Re: renumbering the data in a column?

From: Robert Klemme <shortcutter_at_googlemail.com>
Date: Mon, 19 Jan 2009 22:58:20 +0100
Message-ID: <6tkbbsFbbn0cU1_at_mid.individual.net>



On 19.01.2009 22:29, joel garry wrote:
> On Jan 17, 2:15 am, Robert Klemme <shortcut..._at_googlemail.com> wrote:

>> On 16.01.2009 18:52, Mark D Powell wrote:
>>
>>
>>
>>
>>
>>> On Jan 15, 6:39 pm, m..._at_pixar.com wrote:
>>>> Mark D Powell <Mark.Pow..._at_eds.com> wrote:
>>>>> On Jan 14, 4:00 pm, ddf <orat..._at_msn.com> wrote:
>>>>>> You may need to modify the code for your actual data, but it,
>>>>>> hopefully, gives you a push in the right direction.
>>>> Thanks David, just what I needed!
>>>>> Mark, David's plan is fine providing the sequence is not a PK or UK
>>>>> referenced by a FK constraint, but why do you need to re-number the
>>>>> sequence column?
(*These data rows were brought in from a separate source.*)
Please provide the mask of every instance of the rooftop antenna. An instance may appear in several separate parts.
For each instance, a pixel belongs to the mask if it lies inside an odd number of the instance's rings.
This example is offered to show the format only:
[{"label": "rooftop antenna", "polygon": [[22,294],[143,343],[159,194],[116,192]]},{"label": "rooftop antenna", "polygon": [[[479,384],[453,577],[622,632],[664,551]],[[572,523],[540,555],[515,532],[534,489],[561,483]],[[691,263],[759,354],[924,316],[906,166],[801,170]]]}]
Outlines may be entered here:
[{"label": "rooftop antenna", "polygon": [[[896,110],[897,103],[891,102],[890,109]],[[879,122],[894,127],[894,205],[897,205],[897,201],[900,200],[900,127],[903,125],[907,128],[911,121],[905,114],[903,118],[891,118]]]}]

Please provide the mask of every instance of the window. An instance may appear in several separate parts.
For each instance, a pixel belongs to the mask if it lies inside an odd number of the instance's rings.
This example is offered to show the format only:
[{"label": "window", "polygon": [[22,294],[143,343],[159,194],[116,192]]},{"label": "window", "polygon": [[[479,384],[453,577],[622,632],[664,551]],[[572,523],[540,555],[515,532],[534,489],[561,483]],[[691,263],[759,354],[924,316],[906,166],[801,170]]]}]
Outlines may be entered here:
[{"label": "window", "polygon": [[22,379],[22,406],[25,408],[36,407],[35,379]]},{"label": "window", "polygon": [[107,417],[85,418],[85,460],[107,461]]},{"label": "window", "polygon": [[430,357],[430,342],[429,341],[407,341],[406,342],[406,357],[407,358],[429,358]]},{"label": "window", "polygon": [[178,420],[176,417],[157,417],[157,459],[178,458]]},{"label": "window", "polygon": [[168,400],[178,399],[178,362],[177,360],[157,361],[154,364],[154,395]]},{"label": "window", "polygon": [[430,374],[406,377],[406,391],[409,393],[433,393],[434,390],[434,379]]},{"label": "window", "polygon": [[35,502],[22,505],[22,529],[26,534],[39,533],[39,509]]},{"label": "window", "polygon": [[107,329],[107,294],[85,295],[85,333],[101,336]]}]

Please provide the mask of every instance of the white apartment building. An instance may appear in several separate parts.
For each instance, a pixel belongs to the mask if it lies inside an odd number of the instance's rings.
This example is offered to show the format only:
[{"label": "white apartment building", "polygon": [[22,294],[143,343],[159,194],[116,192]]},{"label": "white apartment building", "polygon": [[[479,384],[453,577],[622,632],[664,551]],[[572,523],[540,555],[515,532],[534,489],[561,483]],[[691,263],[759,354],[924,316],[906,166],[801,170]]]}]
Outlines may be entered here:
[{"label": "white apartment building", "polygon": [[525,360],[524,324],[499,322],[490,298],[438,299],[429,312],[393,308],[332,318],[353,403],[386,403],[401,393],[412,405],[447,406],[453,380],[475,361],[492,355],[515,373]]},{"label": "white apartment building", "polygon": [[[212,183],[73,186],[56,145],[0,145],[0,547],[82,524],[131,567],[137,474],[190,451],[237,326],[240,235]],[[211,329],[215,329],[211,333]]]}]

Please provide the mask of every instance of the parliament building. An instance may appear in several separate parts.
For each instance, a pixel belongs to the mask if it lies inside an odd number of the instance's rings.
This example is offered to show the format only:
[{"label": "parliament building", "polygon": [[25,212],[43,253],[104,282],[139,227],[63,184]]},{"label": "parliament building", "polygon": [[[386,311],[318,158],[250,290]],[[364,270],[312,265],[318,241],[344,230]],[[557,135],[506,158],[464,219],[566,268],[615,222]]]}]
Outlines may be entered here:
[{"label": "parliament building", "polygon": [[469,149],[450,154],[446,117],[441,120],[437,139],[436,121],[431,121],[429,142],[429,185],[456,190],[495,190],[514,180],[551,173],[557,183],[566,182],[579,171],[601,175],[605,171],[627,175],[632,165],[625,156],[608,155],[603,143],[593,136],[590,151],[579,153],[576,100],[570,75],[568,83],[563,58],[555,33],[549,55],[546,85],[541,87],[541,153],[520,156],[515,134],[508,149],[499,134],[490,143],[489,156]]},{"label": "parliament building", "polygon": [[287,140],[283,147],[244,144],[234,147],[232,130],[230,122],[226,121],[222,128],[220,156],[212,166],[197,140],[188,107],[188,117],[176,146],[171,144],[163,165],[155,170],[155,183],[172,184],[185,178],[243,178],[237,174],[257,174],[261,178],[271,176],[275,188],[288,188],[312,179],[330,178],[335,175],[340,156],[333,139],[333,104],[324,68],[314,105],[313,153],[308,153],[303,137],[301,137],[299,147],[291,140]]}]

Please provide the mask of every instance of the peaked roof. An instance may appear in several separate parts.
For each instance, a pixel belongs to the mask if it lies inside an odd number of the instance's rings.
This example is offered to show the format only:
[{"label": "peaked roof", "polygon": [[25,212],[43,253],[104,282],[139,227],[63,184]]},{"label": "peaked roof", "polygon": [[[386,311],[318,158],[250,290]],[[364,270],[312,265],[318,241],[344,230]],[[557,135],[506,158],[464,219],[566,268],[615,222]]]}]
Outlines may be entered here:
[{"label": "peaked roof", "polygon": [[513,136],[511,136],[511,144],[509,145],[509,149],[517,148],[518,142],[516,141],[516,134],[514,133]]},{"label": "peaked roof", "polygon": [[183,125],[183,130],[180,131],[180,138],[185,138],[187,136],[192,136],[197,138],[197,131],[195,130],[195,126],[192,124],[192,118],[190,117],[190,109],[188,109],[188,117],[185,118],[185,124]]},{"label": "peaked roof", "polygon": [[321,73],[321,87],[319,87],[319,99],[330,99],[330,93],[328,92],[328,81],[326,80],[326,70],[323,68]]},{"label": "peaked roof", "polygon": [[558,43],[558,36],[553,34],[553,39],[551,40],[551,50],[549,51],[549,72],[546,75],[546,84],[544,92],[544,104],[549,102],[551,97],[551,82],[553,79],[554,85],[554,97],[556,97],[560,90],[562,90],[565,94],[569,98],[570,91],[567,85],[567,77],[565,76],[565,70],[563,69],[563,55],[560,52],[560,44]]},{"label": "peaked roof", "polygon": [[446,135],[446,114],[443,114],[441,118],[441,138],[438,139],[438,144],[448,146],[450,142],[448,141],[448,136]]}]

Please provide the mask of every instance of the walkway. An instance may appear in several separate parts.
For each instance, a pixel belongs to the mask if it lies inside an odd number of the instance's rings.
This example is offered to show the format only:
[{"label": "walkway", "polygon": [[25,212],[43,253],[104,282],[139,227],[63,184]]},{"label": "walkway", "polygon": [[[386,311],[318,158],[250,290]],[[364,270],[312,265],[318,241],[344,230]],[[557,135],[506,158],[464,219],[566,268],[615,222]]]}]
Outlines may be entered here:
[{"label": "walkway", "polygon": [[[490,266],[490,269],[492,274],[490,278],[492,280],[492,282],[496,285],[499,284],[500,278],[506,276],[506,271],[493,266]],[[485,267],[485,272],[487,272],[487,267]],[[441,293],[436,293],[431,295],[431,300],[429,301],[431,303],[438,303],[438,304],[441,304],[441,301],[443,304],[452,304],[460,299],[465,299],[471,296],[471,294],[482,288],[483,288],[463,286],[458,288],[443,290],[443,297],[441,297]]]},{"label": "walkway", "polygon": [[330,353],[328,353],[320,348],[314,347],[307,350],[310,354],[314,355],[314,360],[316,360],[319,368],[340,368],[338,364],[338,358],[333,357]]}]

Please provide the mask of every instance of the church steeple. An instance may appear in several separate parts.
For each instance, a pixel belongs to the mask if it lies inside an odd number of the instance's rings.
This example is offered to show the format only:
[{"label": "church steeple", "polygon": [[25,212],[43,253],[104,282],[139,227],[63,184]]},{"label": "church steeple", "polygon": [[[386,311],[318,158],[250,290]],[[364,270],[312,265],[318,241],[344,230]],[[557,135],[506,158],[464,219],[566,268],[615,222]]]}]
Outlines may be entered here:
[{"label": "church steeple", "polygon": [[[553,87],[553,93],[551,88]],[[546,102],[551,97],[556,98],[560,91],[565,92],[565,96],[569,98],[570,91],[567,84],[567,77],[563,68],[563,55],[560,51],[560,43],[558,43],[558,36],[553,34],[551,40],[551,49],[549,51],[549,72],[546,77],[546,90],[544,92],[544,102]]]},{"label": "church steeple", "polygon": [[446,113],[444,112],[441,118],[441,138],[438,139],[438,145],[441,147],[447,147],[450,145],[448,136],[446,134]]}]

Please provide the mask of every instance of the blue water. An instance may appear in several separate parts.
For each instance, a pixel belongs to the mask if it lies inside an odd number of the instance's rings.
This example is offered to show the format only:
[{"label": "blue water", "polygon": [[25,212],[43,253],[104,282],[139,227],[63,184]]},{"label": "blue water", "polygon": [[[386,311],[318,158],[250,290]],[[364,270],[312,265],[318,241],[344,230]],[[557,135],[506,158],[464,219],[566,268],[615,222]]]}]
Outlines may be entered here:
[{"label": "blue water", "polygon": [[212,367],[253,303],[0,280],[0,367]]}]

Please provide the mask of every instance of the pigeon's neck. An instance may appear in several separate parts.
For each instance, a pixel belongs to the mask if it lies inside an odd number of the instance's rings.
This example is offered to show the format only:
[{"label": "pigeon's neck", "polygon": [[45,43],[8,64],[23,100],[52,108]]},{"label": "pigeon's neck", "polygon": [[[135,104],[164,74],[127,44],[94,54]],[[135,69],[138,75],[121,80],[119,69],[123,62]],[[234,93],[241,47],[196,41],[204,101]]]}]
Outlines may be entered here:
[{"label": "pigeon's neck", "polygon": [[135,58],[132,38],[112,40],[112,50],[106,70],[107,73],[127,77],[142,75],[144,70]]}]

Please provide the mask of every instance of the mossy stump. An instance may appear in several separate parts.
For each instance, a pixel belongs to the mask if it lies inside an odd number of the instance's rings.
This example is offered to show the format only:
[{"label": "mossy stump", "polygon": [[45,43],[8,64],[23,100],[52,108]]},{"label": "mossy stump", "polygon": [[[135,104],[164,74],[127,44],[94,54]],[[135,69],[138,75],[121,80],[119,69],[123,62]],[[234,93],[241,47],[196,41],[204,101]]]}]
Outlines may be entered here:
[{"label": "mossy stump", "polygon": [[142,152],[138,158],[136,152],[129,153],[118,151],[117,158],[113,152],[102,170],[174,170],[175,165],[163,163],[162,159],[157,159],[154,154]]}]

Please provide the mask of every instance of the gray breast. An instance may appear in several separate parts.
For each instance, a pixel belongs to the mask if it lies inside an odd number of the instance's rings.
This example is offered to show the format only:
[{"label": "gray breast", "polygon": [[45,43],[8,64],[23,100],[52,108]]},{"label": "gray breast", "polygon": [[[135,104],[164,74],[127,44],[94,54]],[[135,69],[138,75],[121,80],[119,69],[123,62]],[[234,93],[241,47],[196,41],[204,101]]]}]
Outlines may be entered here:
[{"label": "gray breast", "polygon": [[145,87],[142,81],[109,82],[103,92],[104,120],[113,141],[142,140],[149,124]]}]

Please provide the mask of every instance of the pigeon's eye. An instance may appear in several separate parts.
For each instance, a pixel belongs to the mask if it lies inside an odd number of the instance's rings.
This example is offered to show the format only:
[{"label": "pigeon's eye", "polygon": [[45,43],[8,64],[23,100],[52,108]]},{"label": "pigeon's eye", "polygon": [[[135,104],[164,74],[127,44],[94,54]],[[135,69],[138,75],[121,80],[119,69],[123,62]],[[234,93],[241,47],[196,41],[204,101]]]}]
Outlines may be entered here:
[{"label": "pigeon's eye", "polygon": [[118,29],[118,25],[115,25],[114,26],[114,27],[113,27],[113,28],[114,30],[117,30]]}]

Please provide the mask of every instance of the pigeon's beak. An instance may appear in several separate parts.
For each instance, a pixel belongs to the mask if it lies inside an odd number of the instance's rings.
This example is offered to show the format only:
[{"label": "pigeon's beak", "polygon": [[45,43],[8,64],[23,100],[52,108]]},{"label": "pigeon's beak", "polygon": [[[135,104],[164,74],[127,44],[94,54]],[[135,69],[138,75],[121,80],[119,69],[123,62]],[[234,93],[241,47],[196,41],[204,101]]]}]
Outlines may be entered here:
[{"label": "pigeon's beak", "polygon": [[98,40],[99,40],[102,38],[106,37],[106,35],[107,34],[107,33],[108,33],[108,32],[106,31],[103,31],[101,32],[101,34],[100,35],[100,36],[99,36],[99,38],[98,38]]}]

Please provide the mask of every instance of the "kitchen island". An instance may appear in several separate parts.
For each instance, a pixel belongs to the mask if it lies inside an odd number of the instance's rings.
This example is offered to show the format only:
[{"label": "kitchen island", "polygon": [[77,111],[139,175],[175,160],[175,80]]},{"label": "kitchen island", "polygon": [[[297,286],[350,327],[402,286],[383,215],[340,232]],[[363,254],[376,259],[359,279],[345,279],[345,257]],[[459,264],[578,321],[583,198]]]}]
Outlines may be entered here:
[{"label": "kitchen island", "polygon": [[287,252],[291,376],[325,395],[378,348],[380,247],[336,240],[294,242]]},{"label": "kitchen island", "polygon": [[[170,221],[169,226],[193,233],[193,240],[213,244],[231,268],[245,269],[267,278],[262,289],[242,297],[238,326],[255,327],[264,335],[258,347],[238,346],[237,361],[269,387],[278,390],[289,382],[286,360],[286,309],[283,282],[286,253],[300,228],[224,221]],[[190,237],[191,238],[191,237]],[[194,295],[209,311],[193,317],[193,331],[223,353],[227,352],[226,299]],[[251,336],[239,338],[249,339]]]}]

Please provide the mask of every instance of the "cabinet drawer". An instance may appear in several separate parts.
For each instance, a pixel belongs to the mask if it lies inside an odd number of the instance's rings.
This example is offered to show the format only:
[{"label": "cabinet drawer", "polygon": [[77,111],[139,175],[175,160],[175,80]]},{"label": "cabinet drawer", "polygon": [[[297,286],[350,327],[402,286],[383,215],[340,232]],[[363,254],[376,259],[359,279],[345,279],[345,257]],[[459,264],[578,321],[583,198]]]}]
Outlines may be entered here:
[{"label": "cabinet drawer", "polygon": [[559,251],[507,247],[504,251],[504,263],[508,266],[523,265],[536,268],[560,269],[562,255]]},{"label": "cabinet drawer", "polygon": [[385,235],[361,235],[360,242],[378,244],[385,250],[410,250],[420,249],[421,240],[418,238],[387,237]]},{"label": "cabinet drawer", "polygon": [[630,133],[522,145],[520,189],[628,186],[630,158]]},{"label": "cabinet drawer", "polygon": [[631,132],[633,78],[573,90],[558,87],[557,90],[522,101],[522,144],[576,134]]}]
If the sequence field is a key then generated key
>>>>> values are arbitrary in nature and gaps should not matter. The reason
>>>>> I am asking has more to do with how the value will be handled going
>>>>> forward rather than the 'fix' being made.
>>>> Ah, I should have explained that part. It's part of our
>>>> film processing system, the seq is actually a queue position.
>>>> So it's an easy way to bump an emergency job to the front
>>>> of the queue.
>>>> It's a PK, but processed items are deleted from the system
>>>> so there's always a gap at the front..
>>> Ok, but 15, 17, 26 became 1, 2, 3 so the relative order remained the
>>> same. If the queue logic processes in key order what is the real need
>>> to re-value the key? If you just want to show the relative queue
>>> position 1..n then you can do that in the query results via row_number
>>> or perhaps even using rownum of an ordered select, that is, select
>>> film, rownum as QueuePosition from (select film from table order by
>>> key)
>> Just guessing: maybe he is afraid of running out of sequence numbers or
>> wants to limit the sequence numbers because the fields has a small size
>> limit like NUMBER(4).
> 
> My guess is that it is to be human-readable - someone is going to be
> looking at a list and saying "this one needs to go to the front."
> What would you think of a top-ten list that had gaps in the numbers?

I'd think that in that case some numbers should repeat which is how proper RANKing works. ;-)

And also, of course, you can easier count them if the numbers do not have gaps.